Harvesting grasses to make those baskets is a crucial part of the process, Hanford McCloud said. But that has become increasingly difficult since traditional lands were claimed as national parks.

The Nisqually people have many historical ties to the Mt. Rainier area, Hanford McCloud said, but their rights to the land and its resources have constantly been questioned.


“They didn’t recognize us as indigenous people of this land,” Hanford McCloud said. “We actually showed them the trail…my ancestors were guides to settlers around this area—it was some of the most beautiful, pristine area.”

When Mt. Rainier became a park, it took away from the tribe’s ability to access it for hunting and gathering, Hanford McCloud said.

“This was always our land; our people have been here since time immemorial,” said Joyce McCloud, Hanford’s mother. She sat in on negotiations with the Mt. Rainier National Park (MORA) authorities in the 1990s when the Nisqually first began fighting for their rights to gather plants from the park again.


“They brought me because I knew a lot about plants; I’d let them know what we’d come up and gather, which ones we don’t gather,” Joyce said.

Berries from six different huckleberry strains, bear grass for basket weaving, cedar bark for textiles, and dozens more plants were historically collected by the Nisqually and other tribes in the area including the Cowlitz, Yakama, Puyallup, and Muckleshoot.

The tribes would migrate to higher elevations in the fall for what they informally called "huckleberry camp."

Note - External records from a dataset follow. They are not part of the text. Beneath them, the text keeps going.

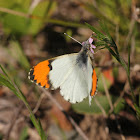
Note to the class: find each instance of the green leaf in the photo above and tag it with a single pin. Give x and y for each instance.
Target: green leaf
(5, 82)
(24, 134)
(100, 35)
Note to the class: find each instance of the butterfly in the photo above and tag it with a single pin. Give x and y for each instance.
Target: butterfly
(73, 73)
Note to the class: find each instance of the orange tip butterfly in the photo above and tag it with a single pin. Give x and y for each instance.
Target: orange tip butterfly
(73, 73)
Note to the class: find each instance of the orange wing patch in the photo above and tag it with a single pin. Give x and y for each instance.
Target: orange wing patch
(39, 74)
(94, 83)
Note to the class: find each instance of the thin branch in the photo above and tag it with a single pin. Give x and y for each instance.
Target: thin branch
(69, 118)
(101, 108)
(107, 93)
(119, 127)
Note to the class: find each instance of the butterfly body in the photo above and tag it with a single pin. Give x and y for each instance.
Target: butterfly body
(73, 73)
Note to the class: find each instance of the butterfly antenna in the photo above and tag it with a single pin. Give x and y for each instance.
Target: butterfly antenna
(73, 38)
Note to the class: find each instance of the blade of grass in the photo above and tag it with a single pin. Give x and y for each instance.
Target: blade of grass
(5, 81)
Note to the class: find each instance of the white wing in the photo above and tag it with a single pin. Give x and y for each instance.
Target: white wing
(75, 82)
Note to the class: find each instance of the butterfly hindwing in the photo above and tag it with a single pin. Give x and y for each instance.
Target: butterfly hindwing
(74, 79)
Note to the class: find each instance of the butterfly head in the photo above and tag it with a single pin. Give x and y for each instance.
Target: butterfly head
(87, 45)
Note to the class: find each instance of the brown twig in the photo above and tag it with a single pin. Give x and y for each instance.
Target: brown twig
(107, 93)
(13, 122)
(70, 118)
(38, 103)
(101, 108)
(112, 107)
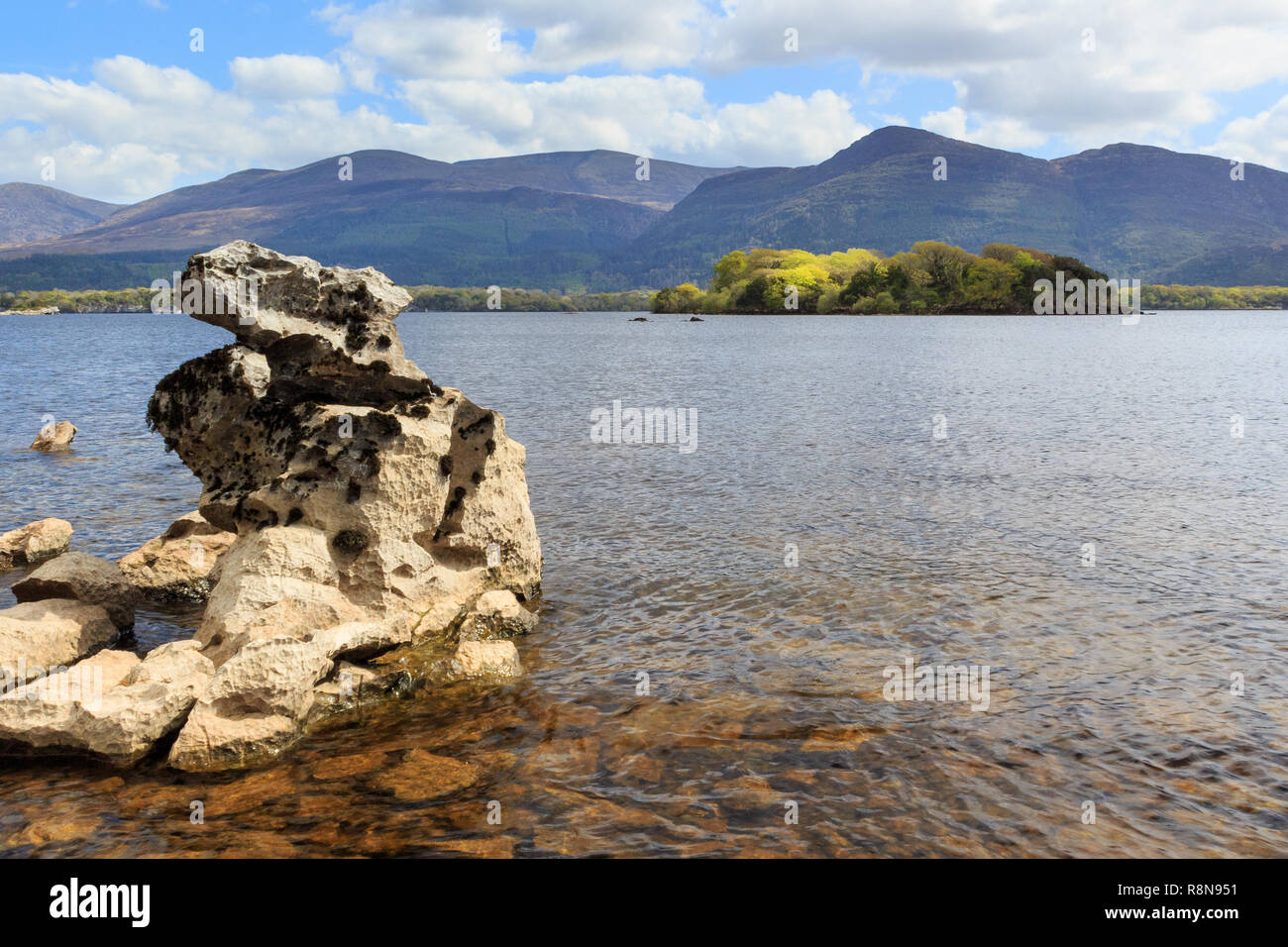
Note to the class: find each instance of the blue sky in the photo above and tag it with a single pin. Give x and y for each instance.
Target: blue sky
(111, 95)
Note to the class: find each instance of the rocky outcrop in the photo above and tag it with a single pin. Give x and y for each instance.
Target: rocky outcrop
(497, 613)
(373, 508)
(54, 438)
(485, 660)
(37, 637)
(33, 544)
(176, 565)
(82, 578)
(112, 705)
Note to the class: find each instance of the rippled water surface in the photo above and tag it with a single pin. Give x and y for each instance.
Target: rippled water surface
(1113, 684)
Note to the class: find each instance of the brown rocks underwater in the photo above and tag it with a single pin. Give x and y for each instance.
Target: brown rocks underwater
(355, 518)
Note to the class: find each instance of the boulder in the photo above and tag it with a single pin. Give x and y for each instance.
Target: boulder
(33, 544)
(373, 508)
(497, 613)
(176, 565)
(82, 578)
(112, 705)
(485, 660)
(54, 438)
(37, 637)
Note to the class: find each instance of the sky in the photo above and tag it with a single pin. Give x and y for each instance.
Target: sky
(123, 99)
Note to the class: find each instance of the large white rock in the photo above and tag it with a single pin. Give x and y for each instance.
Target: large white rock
(176, 564)
(37, 637)
(54, 438)
(34, 543)
(373, 508)
(82, 578)
(111, 705)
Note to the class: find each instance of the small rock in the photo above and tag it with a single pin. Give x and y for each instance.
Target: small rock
(176, 565)
(497, 615)
(82, 578)
(54, 438)
(485, 660)
(52, 633)
(33, 544)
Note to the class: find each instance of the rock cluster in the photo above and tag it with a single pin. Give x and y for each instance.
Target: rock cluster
(176, 565)
(349, 506)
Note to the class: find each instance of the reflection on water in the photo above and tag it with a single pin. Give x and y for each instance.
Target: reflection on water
(1111, 684)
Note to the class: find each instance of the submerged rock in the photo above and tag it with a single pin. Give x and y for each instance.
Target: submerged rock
(373, 508)
(54, 438)
(176, 565)
(33, 544)
(82, 578)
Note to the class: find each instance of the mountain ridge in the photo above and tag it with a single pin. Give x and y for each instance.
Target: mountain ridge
(583, 219)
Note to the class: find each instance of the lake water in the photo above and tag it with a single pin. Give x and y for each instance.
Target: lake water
(936, 483)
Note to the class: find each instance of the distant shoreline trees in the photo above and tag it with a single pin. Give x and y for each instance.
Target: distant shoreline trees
(930, 278)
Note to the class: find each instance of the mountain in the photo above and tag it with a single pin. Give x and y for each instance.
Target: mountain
(584, 221)
(533, 219)
(1236, 264)
(1125, 209)
(35, 211)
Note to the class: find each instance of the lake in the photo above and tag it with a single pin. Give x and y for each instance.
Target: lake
(1094, 513)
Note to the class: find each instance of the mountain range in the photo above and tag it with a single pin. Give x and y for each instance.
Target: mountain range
(603, 219)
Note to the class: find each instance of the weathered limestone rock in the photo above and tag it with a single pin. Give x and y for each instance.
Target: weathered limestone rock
(373, 508)
(111, 705)
(82, 578)
(485, 660)
(37, 637)
(497, 613)
(33, 544)
(176, 565)
(54, 438)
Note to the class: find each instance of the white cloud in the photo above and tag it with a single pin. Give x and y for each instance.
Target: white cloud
(584, 73)
(661, 116)
(286, 77)
(1261, 138)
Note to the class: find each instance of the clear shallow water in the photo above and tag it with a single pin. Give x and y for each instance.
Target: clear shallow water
(1109, 684)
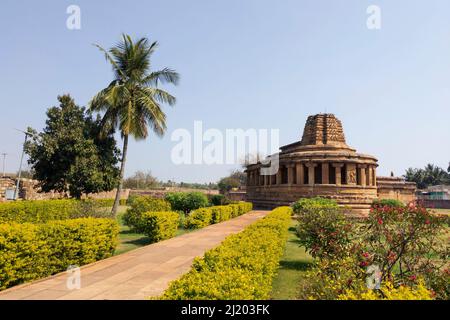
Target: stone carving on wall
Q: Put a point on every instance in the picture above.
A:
(351, 177)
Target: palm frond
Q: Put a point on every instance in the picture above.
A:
(165, 75)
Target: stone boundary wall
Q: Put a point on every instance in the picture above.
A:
(160, 193)
(396, 188)
(436, 204)
(29, 190)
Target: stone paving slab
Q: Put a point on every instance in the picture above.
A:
(137, 274)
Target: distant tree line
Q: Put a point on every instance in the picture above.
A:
(145, 180)
(431, 175)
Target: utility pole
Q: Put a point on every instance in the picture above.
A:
(27, 134)
(4, 154)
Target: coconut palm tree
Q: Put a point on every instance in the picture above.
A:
(132, 102)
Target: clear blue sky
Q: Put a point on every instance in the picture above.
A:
(245, 64)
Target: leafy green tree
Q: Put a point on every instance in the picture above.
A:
(431, 175)
(234, 180)
(69, 156)
(228, 183)
(132, 101)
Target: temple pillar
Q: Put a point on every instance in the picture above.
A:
(311, 175)
(291, 173)
(300, 173)
(369, 176)
(374, 176)
(351, 173)
(338, 167)
(362, 174)
(325, 173)
(279, 173)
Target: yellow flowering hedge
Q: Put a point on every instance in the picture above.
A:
(39, 211)
(32, 251)
(159, 225)
(203, 217)
(242, 267)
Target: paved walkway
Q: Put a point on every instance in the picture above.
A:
(136, 274)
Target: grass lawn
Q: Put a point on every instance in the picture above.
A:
(293, 265)
(129, 240)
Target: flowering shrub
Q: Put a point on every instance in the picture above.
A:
(218, 200)
(387, 202)
(331, 277)
(203, 217)
(389, 291)
(242, 267)
(406, 242)
(187, 201)
(323, 228)
(310, 204)
(32, 251)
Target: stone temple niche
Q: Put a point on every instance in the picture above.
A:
(320, 164)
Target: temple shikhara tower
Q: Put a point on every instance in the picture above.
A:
(321, 164)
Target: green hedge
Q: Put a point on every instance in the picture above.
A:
(187, 201)
(387, 202)
(33, 251)
(241, 268)
(138, 206)
(218, 200)
(307, 204)
(203, 217)
(159, 225)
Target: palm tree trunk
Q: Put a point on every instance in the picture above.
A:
(122, 170)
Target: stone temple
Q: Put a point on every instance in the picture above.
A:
(322, 164)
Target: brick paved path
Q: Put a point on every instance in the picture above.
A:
(136, 274)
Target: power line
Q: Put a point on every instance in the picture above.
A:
(4, 154)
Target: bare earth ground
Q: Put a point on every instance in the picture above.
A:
(139, 273)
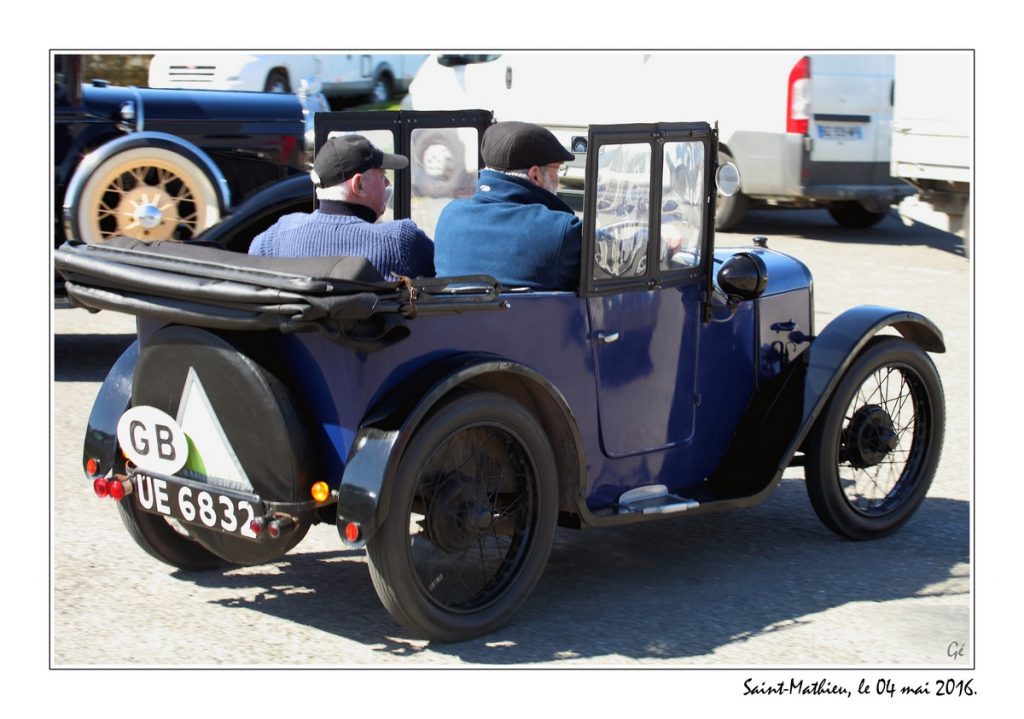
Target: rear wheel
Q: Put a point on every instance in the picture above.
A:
(163, 542)
(871, 455)
(471, 519)
(855, 215)
(244, 428)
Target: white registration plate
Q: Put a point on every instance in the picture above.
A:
(199, 507)
(842, 132)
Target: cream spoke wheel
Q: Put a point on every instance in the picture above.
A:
(146, 194)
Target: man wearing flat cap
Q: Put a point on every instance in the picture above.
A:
(353, 193)
(514, 227)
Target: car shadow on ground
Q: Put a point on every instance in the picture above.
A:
(86, 357)
(818, 224)
(673, 589)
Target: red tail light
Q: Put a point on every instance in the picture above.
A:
(798, 107)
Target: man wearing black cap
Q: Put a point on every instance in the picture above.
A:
(514, 227)
(353, 193)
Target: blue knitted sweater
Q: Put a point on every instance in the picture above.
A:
(393, 248)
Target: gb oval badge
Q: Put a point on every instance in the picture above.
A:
(152, 439)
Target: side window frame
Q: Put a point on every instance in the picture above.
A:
(656, 135)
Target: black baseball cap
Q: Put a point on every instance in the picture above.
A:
(518, 145)
(340, 158)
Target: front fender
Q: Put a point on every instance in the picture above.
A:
(390, 424)
(784, 409)
(112, 402)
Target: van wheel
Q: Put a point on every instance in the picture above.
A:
(471, 519)
(439, 165)
(854, 215)
(729, 211)
(383, 89)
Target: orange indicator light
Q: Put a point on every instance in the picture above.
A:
(352, 532)
(321, 491)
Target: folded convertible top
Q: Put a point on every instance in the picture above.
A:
(207, 286)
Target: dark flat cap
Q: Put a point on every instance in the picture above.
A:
(340, 158)
(518, 145)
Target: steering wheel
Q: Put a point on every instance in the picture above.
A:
(621, 249)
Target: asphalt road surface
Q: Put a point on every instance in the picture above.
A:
(765, 587)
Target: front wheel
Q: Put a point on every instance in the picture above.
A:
(471, 519)
(873, 452)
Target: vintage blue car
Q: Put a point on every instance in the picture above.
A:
(167, 164)
(450, 424)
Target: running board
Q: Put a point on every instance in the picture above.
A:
(653, 499)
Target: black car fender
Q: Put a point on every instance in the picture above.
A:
(131, 141)
(113, 400)
(388, 426)
(784, 409)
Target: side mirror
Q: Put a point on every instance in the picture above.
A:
(743, 277)
(727, 179)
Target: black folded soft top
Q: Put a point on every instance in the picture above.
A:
(207, 286)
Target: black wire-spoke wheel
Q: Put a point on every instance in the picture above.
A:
(873, 452)
(470, 520)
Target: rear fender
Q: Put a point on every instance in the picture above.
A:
(112, 402)
(784, 409)
(391, 422)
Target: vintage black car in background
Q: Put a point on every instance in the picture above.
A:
(166, 164)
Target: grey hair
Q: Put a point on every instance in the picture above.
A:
(341, 193)
(522, 174)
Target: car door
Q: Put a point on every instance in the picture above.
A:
(647, 244)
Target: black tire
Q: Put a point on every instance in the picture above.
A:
(278, 81)
(479, 455)
(873, 451)
(729, 211)
(855, 215)
(163, 542)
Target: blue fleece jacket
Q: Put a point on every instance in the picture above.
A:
(519, 234)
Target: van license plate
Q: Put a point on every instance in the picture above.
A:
(197, 507)
(841, 132)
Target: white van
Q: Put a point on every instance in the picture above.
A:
(932, 138)
(380, 77)
(804, 130)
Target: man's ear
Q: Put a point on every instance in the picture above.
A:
(356, 183)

From the river valleys below, they would hike through the sub-alpine forests, past lakes, and even go above the tree-line in search of the berries.

The tribes would camp in alpine meadows under rugged snow covered peaks long enough to pick and dry the berries.

“My great aunt told stories about going up there as a little girl, meeting other tribes and other native people. It was kind of like a big gathering,” Joyce McCloud said. As some gathered plants, others went hunting for elk, deer, and game birds.


Traveling to those elevations to collect the traditional plants was seen as a duty for members of the Nisqually tribe.

Rather than being harmful to the plants, harvesting was seen as promoting health and new growth in the plants. Techniques for gathering sustainably were passed down through Nisqually traditions.

“We gather only what we need for the year,” Joyce McCloud said. “We’re not glutinous.”


One of the six huckleberry strains found in Mt. Rainier National Park.
Renee Lewis

Under the new NPS rule, each tribe will have to prove their methods are sustainable by carrying out environmental studies.

Tribes must also create a list of traditional plants they wish to harvest and explain what they are used for. How long that process takes could vary, Jeffrey Olson, a public affairs officer with the NPS, said.


“It’s up to individual tribes to initiate the process to reach an agreement. It’s difficult to say how long the process would take,” Olson said. “It depends on where a tribe wants to collect plants and if there are any endangered species in those areas and other environmental issues."

The Nisqually are in a unique position as they have been through a similar process before, when Joyce and others began fighting for their rights to collect at MORA in the early 1990s.

They were given plots of land from a field of bear grass and told to collect in the traditional manner for three years, Joyce said. The state park would then determine whether their techniques were sustainable.


“They had these little plots in a whole field of bear grass…I showed them how to pull the grass, and the next year we came back and did it again,” Joyce said.

“I noticed how our plots were a little higher than the other ones, which were kind of dried out because nobody picked them,” Joyce said. After three years, their plots had flourished and they gained legal access to harvest in the park in 1992.

Traditional collection methods are passed down through the generations, Joyce said.


When gathering princess pine, Joyce’s favorite plant which resembles a mini pine tree, the key is to only pick a few handfuls from each and leave the flowers and the seeds, then move on to another spot.

For bear grass, the middle layers of the plant are harvested, not the new or old blades. Following traditional methods like these, Joyce said they see more growth in the area in general each year.

The Cowlitz, another tribe that traditionally gathered plants in MORA, agreed, saying tribal conservation practices ensured that no plant resources were over-harvested.


“It's a longstanding custom that we gather only what we need and respect resources through traditionally taught practices,” said Taylor Aalvik, natural resources director for the Cowlitz.

Even as they left after huckleberry camp in late fall, they would set fires to maintain “open and productive” alpine habitats, Aalvik said.


Tribal members disagreed with the notion that fencing off an area and keeping them from continuing their thousands of years' old land management practices would protect the Mt. Rainier area.

“It is an error to believe that the Pacific Northwest was a wilderness, or was absent humans in the pre-contact era,” Aalvik said.

“Conservation of natural resources or restoration to pre-settlement conditions frequently means returning to an indigenous type of management regime,” Aalvik said.


Hanford and Joyce McCloud said they still go up to the mountain, as a tribe and as a family, to give talks at campgrounds about traditional plants. They also maintain contact with MORA staff, in the hopes that they can help with conservation.

“It opens up the avenue of communication, and let’s them know we are still here,” Hanford McCloud said.

Olson said they hope everyone joins in the stewardship of America’s national parks, but didn’t say whether the new rule could lead to a bigger role for tribes in NPS conservation projects.


“This will be an issue we can work on together to support unique cultural traditions and the mission of the National Park Service,” Olson said.